High-profile CVEs turn up in vulnerability exploit sales

The dark web marketplaces dedicated to the trade of credentials and vulnerabilities boasts some big names in enterprise compromises, Flashpoint research released Tuesday shows.

Three reported purchases of vulnerability exploits on the dark web during the first half of the year included high profile, actively exploited CVEs, according to the threat intelligence firm.

The remote code execution vulnerability in Barracuda’s email security gateway appliances, CVE-2023-2868, was purchased for $15,000 during Q2. Barracuda disclosed and attempted to patch the actively exploited zero-day vulnerability in May, but the patches failed and exploits are still underway.

Flashpoint said its threat intelligence analysts observed a post expressing interest in the exploit on June 16 and another user offered help in response two days later.

CVE-2023-24489 impacting Citrix ShareFile was sold for $25,000, and there were two reported purchases of exploits for CVE-2022-32548 affecting DrayTek routers for an unknown sum, according to Flashpoint.

Flashpoint said it cannot confirm if successful transactions occurred in these instances because dark web sales typically occur over direct message.
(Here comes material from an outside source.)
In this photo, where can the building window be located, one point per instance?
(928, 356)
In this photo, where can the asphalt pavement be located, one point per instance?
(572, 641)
Exploits of known, unpatched vulnerabilities accounted for more than 5% of the breaches studied in IBM’s annual report on data breach costs.

Flashpoint observed 27 vulnerability exploits listed for sale or purchased on the dark web during the first half of the year. One-third of those vulnerability exploits were linked to Microsoft products.

Exploits for vulnerabilities in products from Adobe, Fortinet, Oracle, Veeam and VMware were also listed for sale on the dark web, according to Flashpoint.

Prices varied widely during the six-month period, with one exploit listed for $600 and another fetching $25,000.